Итальянский художник

22
18
20
22
24
26
28
30

Поначалу, затея казалась странной, и предстоящая джостра вызывала брюзжание ворчунов. Праздник прозвали турниром трёх красавиц, и шутили, что состязаться будут не рыцари, а принцесса Байс, графиня Феретти и Паола Руччи таким странным образом, что не уцелеет ни один кавалер. Появилась карикатура на герцога, где он был изображён в виде Париса, грызущего яблоко. Утончённая грубость шутки заключалась в том, что золотая яблоневая ветвь — геральдический символ герцога, была объявлена главным призом для победителя.
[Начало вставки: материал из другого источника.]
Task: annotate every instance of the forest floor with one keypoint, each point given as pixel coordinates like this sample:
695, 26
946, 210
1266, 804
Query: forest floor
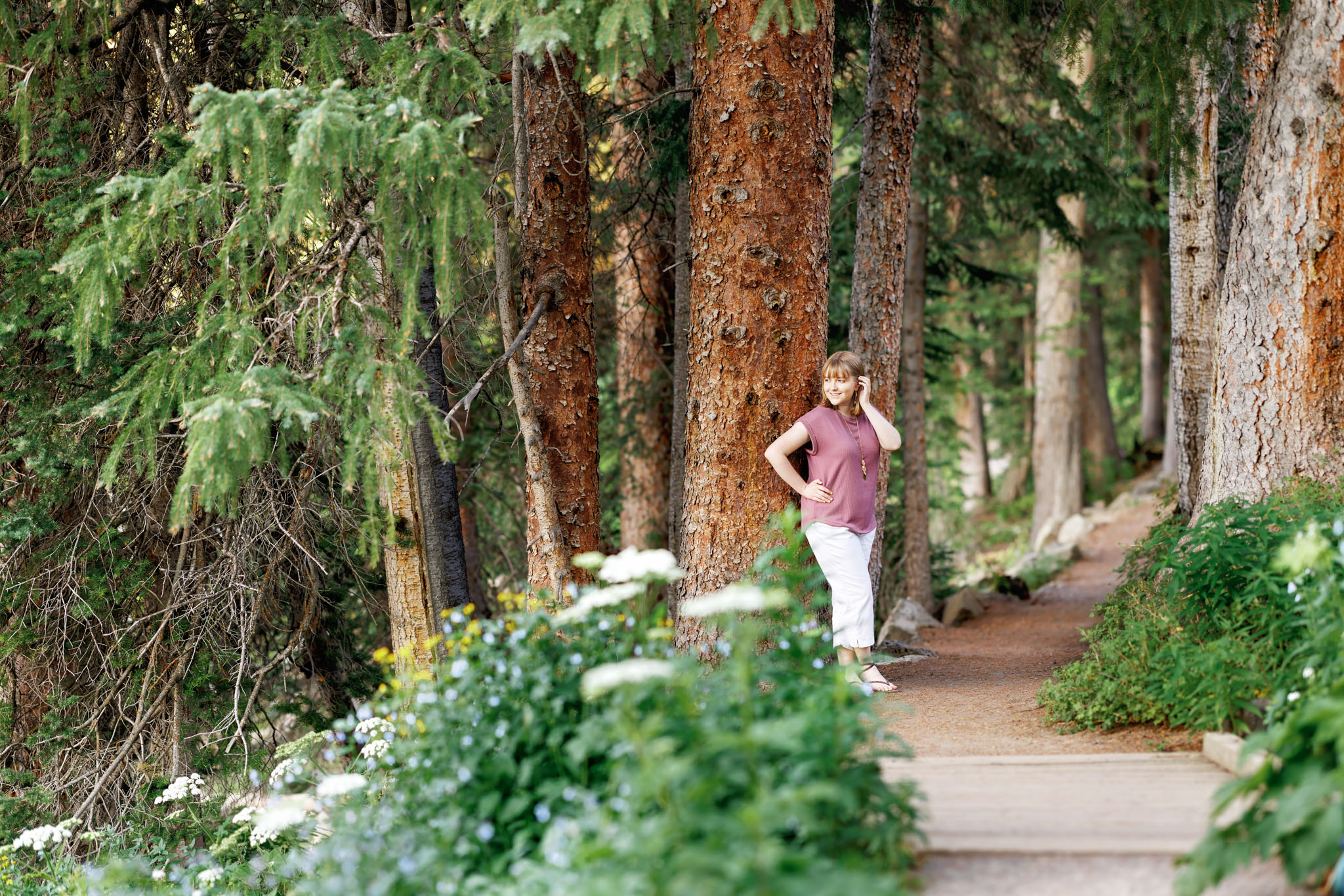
1015, 806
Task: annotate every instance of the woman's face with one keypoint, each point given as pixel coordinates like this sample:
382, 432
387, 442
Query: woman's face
839, 387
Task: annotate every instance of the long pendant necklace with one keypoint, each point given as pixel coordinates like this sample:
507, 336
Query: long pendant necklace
858, 426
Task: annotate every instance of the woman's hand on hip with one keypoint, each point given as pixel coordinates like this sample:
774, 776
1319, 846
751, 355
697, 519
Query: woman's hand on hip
818, 492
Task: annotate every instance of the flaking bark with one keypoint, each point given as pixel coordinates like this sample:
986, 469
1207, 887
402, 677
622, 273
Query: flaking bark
879, 251
1278, 393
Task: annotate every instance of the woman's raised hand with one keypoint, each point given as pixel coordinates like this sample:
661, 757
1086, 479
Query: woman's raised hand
864, 390
818, 492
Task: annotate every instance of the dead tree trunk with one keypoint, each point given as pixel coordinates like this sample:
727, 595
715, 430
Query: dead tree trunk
1057, 433
760, 234
1192, 213
1151, 394
641, 387
879, 251
914, 436
445, 554
556, 260
1278, 393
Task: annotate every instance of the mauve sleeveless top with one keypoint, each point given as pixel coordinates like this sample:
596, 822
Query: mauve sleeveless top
833, 458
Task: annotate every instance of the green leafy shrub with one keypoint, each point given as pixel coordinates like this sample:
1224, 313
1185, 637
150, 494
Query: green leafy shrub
1295, 810
581, 752
1202, 629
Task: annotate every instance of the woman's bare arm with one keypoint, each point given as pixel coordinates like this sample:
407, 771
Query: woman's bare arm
778, 456
887, 436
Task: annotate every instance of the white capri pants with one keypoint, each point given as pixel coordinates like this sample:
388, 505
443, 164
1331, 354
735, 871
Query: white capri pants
843, 556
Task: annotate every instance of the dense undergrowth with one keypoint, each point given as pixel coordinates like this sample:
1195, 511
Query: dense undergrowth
1203, 629
572, 752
Интрига боёв подогревалась тем, что барон Аппельбаум собирался вызвать на поединок своего родного брата, женившегося год назад на Тильде фон Блюменшток, в которую был влюблён барон, но не женился. Барон хотел вызвать на поединок младшего брата, желая растворить ядовитый мёд своей коварной любви в алой пене крови братоубийства. Но незадолго до турнира Аппельбаум окончательно сошёл с ума и повесился в лесу, перекинув через сук дикой яблони поводья своего коня. Из-за этой яблони произошло весёлое оживление насмешливых умов, и окончательный успех турнира был обеспечен. Старинное куртуазное развлечение неожиданно привлекло такое количество знати из самых разных мест, что турнир обещал быть великолепным, нарядным, блестящим и в высшей степени весёлым. Чтобы не дать заподозрить себя в том, что они испугались злословия праздных остряков, в Анкону заранее приехали принцесса Байс, графиня Феретти и Паола Руччи. Герцоги, принцы, поэты, крестоносцы, кондотьеры, курфюрсты, королевы, астрологи, лекари, герольды, мейстерзингеры, богатые дамы и бедные рыцари из разорившихся родов съезжались в Анкону. Жизнь цвела с ночи до рассвета, по набережным ходили толпы молодых людей и дам в карнавальных масках и драгоценных нарядах. Мальчики-посыльные с эмблемами Амура бегом доставляли записки абсолютно бессмысленного, но таинственного содержания.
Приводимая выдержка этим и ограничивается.